Mme [F] [L] est redevable, en application de l'article 1728 du code civil, des loyers et charges convenus aux termes du contrat de bail.
En l'espèce, suivant le décompte versé au débat, la dette s’établissait lors de l’assignation à la somme de 22 472,16 euros, Mme [F] [L] étant tenue au paiement des loyers jusqu’à la résiliation du bail. Suivant décompte actualisé produit à l'audience, Mme [F] [L] reste devoir une somme globale de 42 915,39 euros au titre des loyers, charges et indemnités arrêtée au 2 septembre 2024.
Mme [F] [L] est donc est redevable, au titre des loyers impayés, de la somme de 42 915,39 euros arrêtée au 2 septembre, loyer de septembre 2024 inclus, qu'elle sera condamnée à verser à la SA ALLIANZ VIE.
Cette somme portera intérêt au taux légal à compter de la sommation de payer pour la somme de 18 465,73 euros, à compter de l'assignation pour la somme de 22 472,16 euros, et à compter de la signification de la présente décision pour le surplus.

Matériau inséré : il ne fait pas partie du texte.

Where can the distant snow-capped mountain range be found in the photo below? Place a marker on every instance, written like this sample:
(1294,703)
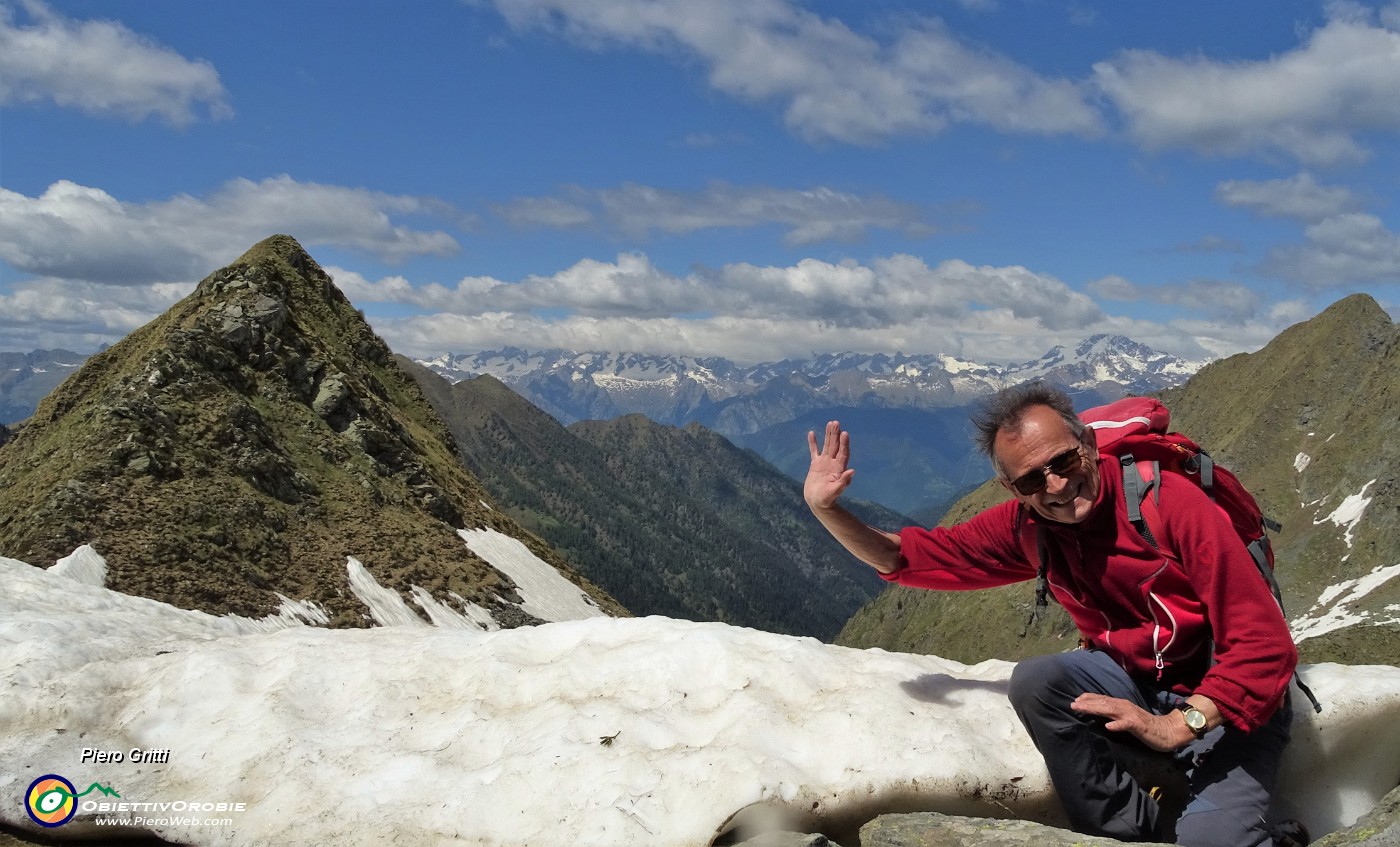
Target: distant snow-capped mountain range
(738,399)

Aux termes de l’article 1343-2 du code civil, les intérêts échus, dus au moins pour une année entière, produisent intérêt si le contrat l’a prévu ou si une décision de justice le précise.
La capitalisation des intérêts est de droit lorsqu’elle est demandée, elle sera accordée.
Sur les demandes accessoires
Mme [F] [L], partie perdante, sera condamnée aux dépens, par application de l'article 696 du code de procédure civile.
L'équité commande, par ailleurs, qu'elle soit condamnée à verser la somme de 2 000 euros à la SA ALLIANZ VIE au titre de l'article 700 du code de procédure civile.
Conformément à l'article 514 du code de procédure civile, l'exécution provisoire des décisions de première instance est de droit et rien ne justifie, en l'espèce, qu'elle soit écartée.
PAR CES MOTIFS,
Le juge des contentieux de la protection, statuant après débats publics, par jugement mis à disposition au greffe, réputé contradictoire et en premier ressort,
PRONONCE la résiliation du bail d’habitation du 12 avril 2019 entre la SA ALLIANZ VIE, d’une part, et Mme [F] [L], d’autre part, concernant les locaux situés au [Adresse 2] à [Localité 3],
ORDONNE à Mme [F] [L] de libérer de sa personne, de ses biens, ainsi que de tous occupants de son chef, les lieux situés au [Adresse 2] à [Localité 3] ainsi que, le cas échéant, tous les lieux loués accessoirement au logement,
DIT qu’à défaut de libération volontaire des lieux, il pourra être procédé à son expulsion et à celle de tous occupants de son chef avec l’assistance de la force publique et d’un serrurier, ce à l’expiration d’un délai de deux mois suivant la délivrance d’un commandement d’avoir à libérer les lieux,
RAPPELLE que le sort des meubles sera régi conformément aux dispositions des articles L. 433-1 et L. 433-2 du code des procédures civiles d'exécution,
CONDAMNE Mme [F] [L] à verser à la SA ALLIANZ VIE une indemnité mensuelle d’occupation pour le logement situé [Adresse 2], d’un montant égal au montant du loyer actuel et des charges, à compter du prononcé de la présente décision et jusqu’à la libération parfaite des lieux, matérialisée par la remise des clés au bailleur ou à son mandataire,
CONDAMNE Mme [F] [L] à verser à la SA ALLIANZ VIE la somme de 42 915,39 euros au titre de l’arriéré locatif, arrêté au 2 septembre 2024, loyer de septembre 2024 inclus,
DIT que cette somme portera intérêt au taux légal à compter de la sommation de payer soit le 4 octobre 2023 pour la somme de 18 465,73 euros, à compter de l'assignation soit le 10 janvier 2024 pour la somme de 22 472,16 euros, et à compter de la signification de la présente décision pour le surplus,
ORDONNE la capitalisation des intérêts dans les termes de l'article 1343-2 du code civil,
REJETTE le surplus des demandes,
CONDAMNE Mme [F] [L] à verser à la SA ALLIANZ VIE la somme de 2 000 euros au titre de l'article 700 du code de procédure civile,
CONDAMNE Mme [F] [L] aux entiers dépens,
RAPPELLE que le présent jugement est exécutoire de droit à titre provisoire.
Ainsi jugé par mise à disposition au greffe le 8 novembre 2024, et signé par le juge et le greffier susnommés.